I just can't understand why.
Some relevant info:
My clusterCIDR and podCIDR are: 192.168.151.0/25 (I know, it's weird, don't ask unless it's a huge issue)
I've setup etcd on systemd
I've modified the kube-controller-manager.yaml to change the mask size to 25 (otherwise the IP mentioned before wouldn't work).
I'm installing everything with Kubeadm. One weird thing I did notice was that, when viewing the config (kubeadm config view) much of the information that I had setup on the kubeadm config.yaml (for kubeadm init) was not present in the config view, including the paths to etcd certs.

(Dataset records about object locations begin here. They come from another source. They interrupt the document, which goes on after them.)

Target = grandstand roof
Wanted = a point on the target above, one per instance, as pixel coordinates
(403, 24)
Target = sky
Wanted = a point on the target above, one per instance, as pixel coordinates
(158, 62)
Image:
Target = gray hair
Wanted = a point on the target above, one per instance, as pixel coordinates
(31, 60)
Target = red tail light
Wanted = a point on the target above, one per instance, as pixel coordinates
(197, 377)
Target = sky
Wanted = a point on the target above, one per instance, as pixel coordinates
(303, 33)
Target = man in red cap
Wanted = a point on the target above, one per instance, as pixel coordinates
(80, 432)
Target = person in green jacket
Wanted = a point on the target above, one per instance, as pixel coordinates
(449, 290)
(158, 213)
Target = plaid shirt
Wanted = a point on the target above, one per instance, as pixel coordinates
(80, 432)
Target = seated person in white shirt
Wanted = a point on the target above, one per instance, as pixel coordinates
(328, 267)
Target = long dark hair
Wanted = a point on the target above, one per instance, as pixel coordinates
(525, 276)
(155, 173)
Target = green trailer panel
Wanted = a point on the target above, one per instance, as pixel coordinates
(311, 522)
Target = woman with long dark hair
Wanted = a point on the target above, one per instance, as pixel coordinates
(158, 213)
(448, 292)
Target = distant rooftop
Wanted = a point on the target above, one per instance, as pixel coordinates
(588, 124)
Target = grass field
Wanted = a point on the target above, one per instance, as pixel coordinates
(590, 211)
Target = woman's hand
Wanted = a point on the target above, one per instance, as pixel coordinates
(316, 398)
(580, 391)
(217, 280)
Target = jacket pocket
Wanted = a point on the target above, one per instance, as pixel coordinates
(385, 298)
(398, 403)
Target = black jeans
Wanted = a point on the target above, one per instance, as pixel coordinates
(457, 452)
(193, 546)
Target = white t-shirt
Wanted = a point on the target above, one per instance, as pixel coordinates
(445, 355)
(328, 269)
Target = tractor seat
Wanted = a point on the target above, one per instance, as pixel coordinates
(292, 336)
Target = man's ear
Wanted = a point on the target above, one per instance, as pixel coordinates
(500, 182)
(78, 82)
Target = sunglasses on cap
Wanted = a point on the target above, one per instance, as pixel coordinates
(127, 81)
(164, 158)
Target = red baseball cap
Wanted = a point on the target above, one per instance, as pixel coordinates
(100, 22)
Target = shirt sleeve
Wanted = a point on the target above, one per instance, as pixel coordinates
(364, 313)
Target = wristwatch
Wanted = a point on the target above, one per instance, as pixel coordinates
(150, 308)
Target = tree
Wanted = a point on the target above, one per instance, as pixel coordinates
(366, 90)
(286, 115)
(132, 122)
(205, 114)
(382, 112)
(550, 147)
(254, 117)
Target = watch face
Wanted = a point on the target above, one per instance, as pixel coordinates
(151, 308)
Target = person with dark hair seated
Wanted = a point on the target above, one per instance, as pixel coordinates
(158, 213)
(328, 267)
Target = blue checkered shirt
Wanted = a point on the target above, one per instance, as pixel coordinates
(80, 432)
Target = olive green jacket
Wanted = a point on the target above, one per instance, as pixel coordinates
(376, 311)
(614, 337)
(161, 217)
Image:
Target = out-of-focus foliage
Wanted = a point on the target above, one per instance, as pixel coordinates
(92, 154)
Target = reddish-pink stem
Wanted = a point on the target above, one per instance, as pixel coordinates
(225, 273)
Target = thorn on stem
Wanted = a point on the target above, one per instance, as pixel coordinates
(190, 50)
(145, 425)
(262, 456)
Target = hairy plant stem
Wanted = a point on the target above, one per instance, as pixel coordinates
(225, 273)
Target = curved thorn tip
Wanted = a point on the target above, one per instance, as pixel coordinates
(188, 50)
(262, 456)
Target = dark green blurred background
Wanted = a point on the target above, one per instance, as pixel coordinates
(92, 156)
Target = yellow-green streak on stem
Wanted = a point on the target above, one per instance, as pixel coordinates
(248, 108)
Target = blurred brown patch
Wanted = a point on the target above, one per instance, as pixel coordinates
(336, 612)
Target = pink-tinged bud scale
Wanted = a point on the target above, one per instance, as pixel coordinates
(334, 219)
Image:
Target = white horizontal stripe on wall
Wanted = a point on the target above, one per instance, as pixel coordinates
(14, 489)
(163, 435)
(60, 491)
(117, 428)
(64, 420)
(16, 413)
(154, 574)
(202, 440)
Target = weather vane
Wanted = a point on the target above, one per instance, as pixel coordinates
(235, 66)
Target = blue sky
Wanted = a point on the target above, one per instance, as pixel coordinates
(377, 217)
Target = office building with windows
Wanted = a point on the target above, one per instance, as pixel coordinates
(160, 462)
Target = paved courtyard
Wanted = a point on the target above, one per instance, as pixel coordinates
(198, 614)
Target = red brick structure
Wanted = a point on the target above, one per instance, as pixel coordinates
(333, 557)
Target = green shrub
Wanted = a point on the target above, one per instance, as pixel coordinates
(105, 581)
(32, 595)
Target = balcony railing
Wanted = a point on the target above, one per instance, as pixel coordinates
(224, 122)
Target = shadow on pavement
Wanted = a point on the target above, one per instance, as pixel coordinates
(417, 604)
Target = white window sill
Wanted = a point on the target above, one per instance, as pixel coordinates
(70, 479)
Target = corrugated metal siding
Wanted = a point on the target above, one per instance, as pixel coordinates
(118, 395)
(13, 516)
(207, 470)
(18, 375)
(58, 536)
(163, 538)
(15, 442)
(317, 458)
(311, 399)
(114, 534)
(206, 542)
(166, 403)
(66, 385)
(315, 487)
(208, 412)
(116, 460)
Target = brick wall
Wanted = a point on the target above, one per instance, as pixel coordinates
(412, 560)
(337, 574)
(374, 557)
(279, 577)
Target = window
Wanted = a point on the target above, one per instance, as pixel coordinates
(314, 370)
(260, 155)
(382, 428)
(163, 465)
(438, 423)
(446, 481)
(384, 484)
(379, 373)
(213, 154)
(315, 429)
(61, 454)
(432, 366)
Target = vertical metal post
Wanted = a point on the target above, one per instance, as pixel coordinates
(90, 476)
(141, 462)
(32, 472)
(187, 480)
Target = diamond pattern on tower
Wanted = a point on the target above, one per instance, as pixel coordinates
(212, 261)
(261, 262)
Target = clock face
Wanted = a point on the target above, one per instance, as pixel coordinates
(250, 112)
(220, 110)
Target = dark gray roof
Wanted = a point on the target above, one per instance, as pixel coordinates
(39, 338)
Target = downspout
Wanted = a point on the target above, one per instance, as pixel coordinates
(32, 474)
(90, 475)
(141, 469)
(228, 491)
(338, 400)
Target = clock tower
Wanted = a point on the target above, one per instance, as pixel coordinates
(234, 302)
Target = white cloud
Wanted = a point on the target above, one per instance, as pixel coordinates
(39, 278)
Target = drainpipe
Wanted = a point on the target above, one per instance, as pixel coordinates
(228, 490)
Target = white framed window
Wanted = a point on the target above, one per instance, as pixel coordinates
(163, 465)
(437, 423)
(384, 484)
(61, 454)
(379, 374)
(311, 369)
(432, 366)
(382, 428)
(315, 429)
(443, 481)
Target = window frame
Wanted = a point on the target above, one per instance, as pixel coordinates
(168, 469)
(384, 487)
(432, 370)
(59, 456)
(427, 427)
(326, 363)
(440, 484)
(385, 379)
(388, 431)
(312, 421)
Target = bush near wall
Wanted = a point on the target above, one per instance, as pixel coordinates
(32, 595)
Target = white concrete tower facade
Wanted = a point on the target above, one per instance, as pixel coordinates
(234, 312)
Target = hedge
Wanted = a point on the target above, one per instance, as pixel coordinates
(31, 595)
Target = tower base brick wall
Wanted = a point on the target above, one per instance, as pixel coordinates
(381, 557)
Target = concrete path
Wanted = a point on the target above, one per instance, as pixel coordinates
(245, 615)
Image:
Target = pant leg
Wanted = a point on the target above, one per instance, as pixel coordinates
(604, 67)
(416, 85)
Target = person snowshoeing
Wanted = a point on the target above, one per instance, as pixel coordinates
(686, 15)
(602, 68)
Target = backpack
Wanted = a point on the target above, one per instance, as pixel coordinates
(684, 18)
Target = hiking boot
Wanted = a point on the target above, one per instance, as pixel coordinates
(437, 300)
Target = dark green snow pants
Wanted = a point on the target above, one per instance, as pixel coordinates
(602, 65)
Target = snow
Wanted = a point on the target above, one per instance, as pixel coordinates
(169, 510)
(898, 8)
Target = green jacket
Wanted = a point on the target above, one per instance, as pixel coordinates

I'm also not sure why that happened, but I've fixed it (hopefully) by editing the kubeadm config map (kubectl edit cm kubeadm-config -n kube-system) and saving it.
Still no luck with canal.
Can anyone help me figure out what's wrong?
I have documented pretty much every step of the configuration I've done, so if required I may be able to provide it.
EDIT:
I figured how meanwhile that indeed my master2 and 3 do not have a podCIDR associated. Why would this happen? And how can I add it?
Try to edit:
/etc/kubernetes/manifests/kube-controller-manager.yaml
and add
--allocate-node-cidrs=true
--cluster-cidr=192.168.151.0/25
then, reload kubelet.
I found this information here and it was useful for me.